Quelles sont vos ressources ?
"C'est un fonds de 3 M€, alimenté par la Région Auvergne-Rhône-Alpes à hauteur de 2 M€ et par le Centre national du cinéma et de l'image animée (CNC) à hauteur de 1 M€. La Région porte d'ailleurs elle aussi tout un pan d'activité : le soutien aux séries, aux documentaires, aux courts-métrages, aux salles, aux festivals… Cette stratégie d'animation de la filière a des retombées économiques très importantes [chiffre d'affaires régional non communiqué, Ndlr] : lorsque le festival du film d'animation d'Annecy ne se tient pas, l'impact est considérable pour la ville.
Nous avons un lien très fort avec la région Auvergne-Rhône-Alpes parce-qu'elle nous finance, mais aussi parce-qu'elle est actionnaire de notre société de production, aux côtés de la Caisse d'Epargne Rhône-Alpes et de Bpifrance. Nous sommes à la fois un outil d'ingénierie - car nous aidons et suivons les projets dont nous sommes un partenaire financier, par exemple avec la filiale de la Commission du film Rhône-Alpes qui effectue tout un travail de suivi des productions pour faciliter l'emploi, les repérages de décor… - et à la fois un support de studio."
Justement, le modèle "numérique" des festivals en ligne est-il amené à perdurer ?
"Tous ces événements sont très importants pour notre profession puisque c'est souvent à cette occasion que l'on peut détecter de nouveaux projets et les lier à notre région, et en lancer de nouveaux. C'est l'autre impact de la crise actuelle : les salles ont été fermées mais les festivals aussi et ils ont du mal à se maintenir. Les festivals se tiennent certes en ligne mais ce sont aussi le lieu où les professionnels du secteur se croisent et nouent des contacts. Comme dans d'autres secteurs, ce contact virtuel n'a pas du tout la même qualité que le présentiel.
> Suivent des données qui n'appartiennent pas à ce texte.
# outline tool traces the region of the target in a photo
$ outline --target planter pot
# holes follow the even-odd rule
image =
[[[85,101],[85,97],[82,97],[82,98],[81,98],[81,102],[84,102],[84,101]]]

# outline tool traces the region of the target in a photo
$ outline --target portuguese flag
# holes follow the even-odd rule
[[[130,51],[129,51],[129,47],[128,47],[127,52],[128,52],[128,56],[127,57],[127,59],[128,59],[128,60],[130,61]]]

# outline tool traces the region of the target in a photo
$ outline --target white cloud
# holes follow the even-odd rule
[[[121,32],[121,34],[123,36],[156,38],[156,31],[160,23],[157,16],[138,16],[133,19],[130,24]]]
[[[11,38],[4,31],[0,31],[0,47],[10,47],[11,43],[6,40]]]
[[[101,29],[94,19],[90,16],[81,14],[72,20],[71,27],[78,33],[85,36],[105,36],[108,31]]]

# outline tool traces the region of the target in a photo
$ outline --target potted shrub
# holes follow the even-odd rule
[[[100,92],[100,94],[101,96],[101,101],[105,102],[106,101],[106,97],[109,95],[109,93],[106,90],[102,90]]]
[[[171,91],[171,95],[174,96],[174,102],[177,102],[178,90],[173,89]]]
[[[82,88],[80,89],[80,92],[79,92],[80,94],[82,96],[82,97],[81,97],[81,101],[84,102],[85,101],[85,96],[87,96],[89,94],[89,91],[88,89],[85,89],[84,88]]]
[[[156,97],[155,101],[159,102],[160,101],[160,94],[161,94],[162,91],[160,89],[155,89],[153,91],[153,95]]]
L'âme du cinéma, c'est le partage. Le cinéma dépend de la salle de projection. Cela permet néanmoins de créer une formule qui n'est pas inintéressante et d'ouvrir l'événement à des publics qui, sinon, viendraient difficilement."
Entre nous...

Son rituel du matin... Je commence mes journées par quelques exercices d'étirement et de gainage, suivis d'un premier café noir.
Ses lectures... Des scénarios bien sûr ! L'autobiographie du directeur du festival Lumière Thierry Frémaux, Judoka, les œuvres de Sorj Chalandon…
Ses inspirations... J'ai eu la chance de rencontrer très tôt dans ma vie professionnelle trois mentors exceptionnels : Georges Prost, banquier du cinéma, Margaret Menegoz, productrice, et Roger Planchon, metteur en scène, tous trois par ailleurs co-fondateurs d'Auvergne-Rhône-Alpes Cinéma.